Griseofulvin

What is Griseofulvin?

  • Griseofulvin is a fungistatic agent used to treat various fungal infection. It is isolated from Penicillium griseofulvium.
  • It was first discovered in 1939. Griseofulvin is available both as generic and brand medicine. It is included in World Health Organization’s List of Essential Medicines.

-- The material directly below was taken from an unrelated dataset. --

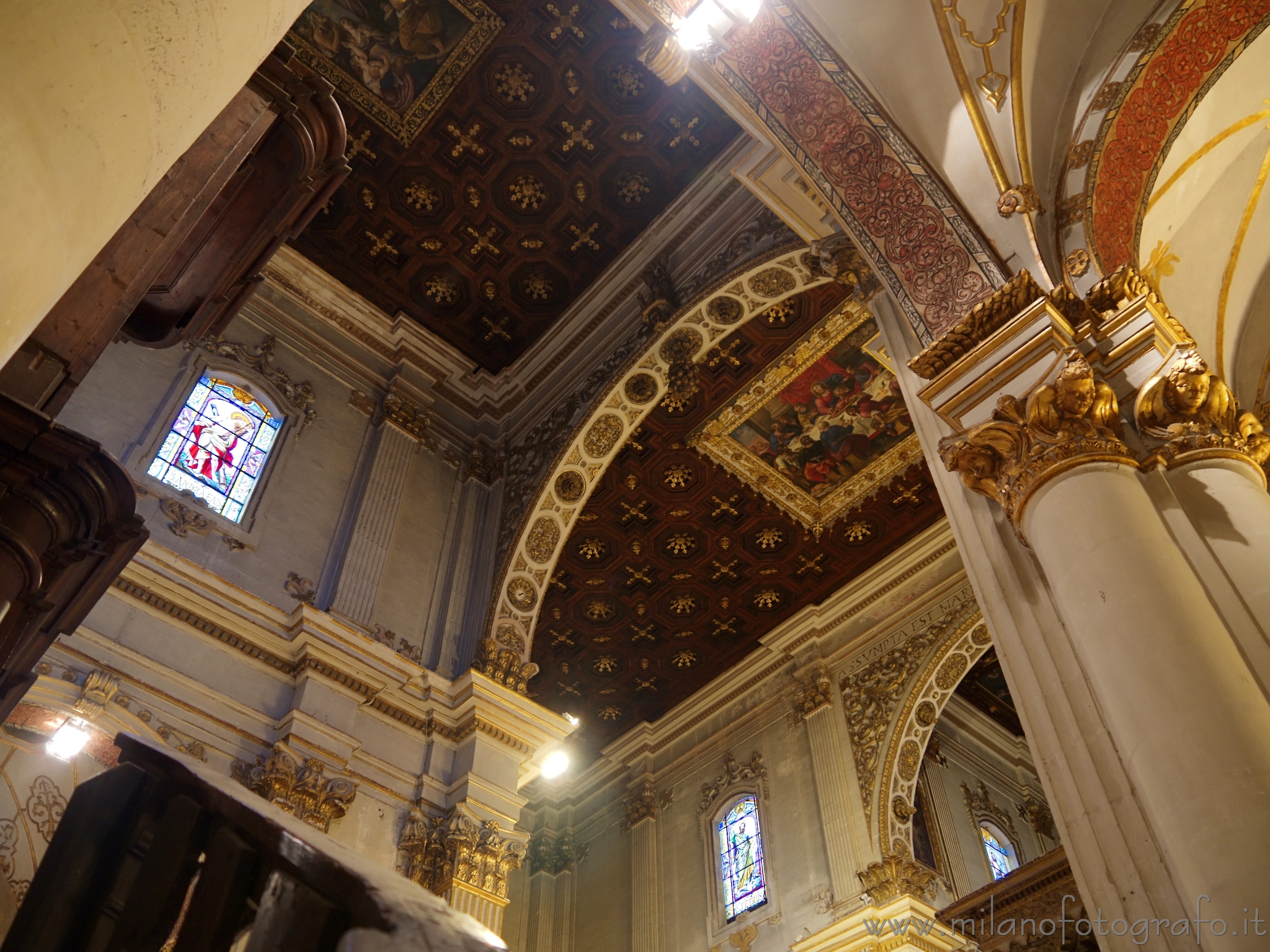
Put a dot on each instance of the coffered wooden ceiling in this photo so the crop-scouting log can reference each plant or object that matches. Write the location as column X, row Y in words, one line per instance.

Anti-fungal activity of Griseofulvin

  • Griseofulvin acts as fungistatic invitro for various dermatophytes. It inhibits growth of various species of Trichophyton, Epidermophyton and Microsporum.
  • It doesn’t act against any bacteria, C. albicans or deep fungi.

Why it is used?

It is used to treat fungal infections. However, its use has decreased due to availability of more potent anti-fungal agents. Due to its narrow spectrum and high cost, it is recommended that it should not be used unless cheaper and safe topical therapy fails to treat the infection.

Its use are as follows:

  • To treat Tinea capitis– ringworm of scalp.
  • Tinea cruris and Tinea corporis– ringworm of the groin and body.
  • To treat Tinea pedis and Tinea manus– ringworm of the feet (athletes’ foot) and hands.
  • Tinea barbae– fungal infection of beard caused by T. faviforme, T. mentagrophytes and M. canis.
  • To treat onychomycosis (fungal infection in nails of hands and toe).

How it works?

Figure- Inhibition of mitosis by griseofulvin (Source- Lippincott’s Illustrated Reviews)

  • It binds with polymerized microtubule and disrupt the mitotic spindle resulting in inhibition of fungal mitosis. It may also inhibit fungal DNA replication.
  • Dermatophytes mainly attack keratinous tissue. Griseofulvin binds with keratinocyte precursor cells and makes new keratin resistant to fungal invasion. The new growth of hairs and nails is the first to be free from fungal infection. It doesn’t affect already established fungus so, it takes long time to achieve complete cure.

Pharmacokinetics of Griseofulvin

  • Micronized and ultramicronized powders are used to facilitate dissolution as small particles are better absorbed than large particles. Divided oral dose achieve higher level than a single dose. Presence of high- fat food promote its absorption.
  • It reaches the skin through sweat and its hydrophobic properties allow it to concentrate in hair follicle and stratum corneum. It is detectable in the stratum corneum within 4-8 hours of oral administration. Small amount is present in body tissues and fluids.
  • Its half-life in plasma is around 1 day. The peal concentration is achieved at 4 hours of drug administration.
  • It is metabolized in liver. Its main metabolite is 6-desmethyl griseofulvin. Around 50% get excreted in urine as metabolites and 36% get excreted in feces.

Adverse Effects of Griseofulvin

  • Common mild reactions include headache, GI disturbances (nausea, vomiting, flatulence, heart burn) and rashes. It may cause allergic and photosensitive reaction and share cross- sensitivity with penicillin.
  • More serious effects include hepatotoxicity, hematologic effects including leucopenia, neutropenia, gynecomastia, pigmentation of genitals. These all occur rarely. However, it is recommended to perform blood studies weekly during therapy.
  • It may affect nervous system and cause vertigo, peripheral neuritis, psychomotor incoordination and blurred vision. It can trigger effects of acute porphyria by interfering with porphyrin metabolism.

Drug Interaction

  • It induces hepatic microsomal enzyme and hence, can increase metabolism of drugs like warfarin and oral contraceptives.
  • Concurrent administration with phenobarbitone may retard its absorption from GI tract. It causes antabuse like reaction with alcohol.

Contraindication

  • It is contraindicated in pregnancy.
  • Contraindicated in patients allergic to penicillin. Contraindicated in patients with porphyria and hepatic insufficiency.
  • It should not be used with alcohol.
  • Its safety and efficacy had not been established in children 2 years of age and younger.

References

  1. https://www.ncbi.nlm.nih.gov/books/NBK548177/
  2. Lin CC, Magat J, Chang R, McGlotten J, Symchowicz S. Absorption, metabolism and excretion of 14c-griseofulvin in man. Journal of Pharmacology and Experimental Therapeutics. 1973; 187(2): 415-422.
  3. Fleece D, Gaughan JP, Aronoff SC. Griseofulvin Versus Terbinafine in the Treatment of Tinea Capitis: A Meta-analysis of Randomized, Clinical Trials. Pediatrics. 2004; 114 (5): 1312-1315.
  4. Alkeswani A, Cantrell W, Elewski B. Treatment of Tinea Capitis. Skin Appendage Disord. 2019; 5: 201–210.
  5. Lippincott Illustrated Reviews Pharmacology. 6th edition.
  6. Pharmacology and pharmacotherapeutics. 24th edition.
  7. Goodman and Gillman Manual of Pharmacology and Therapeutics.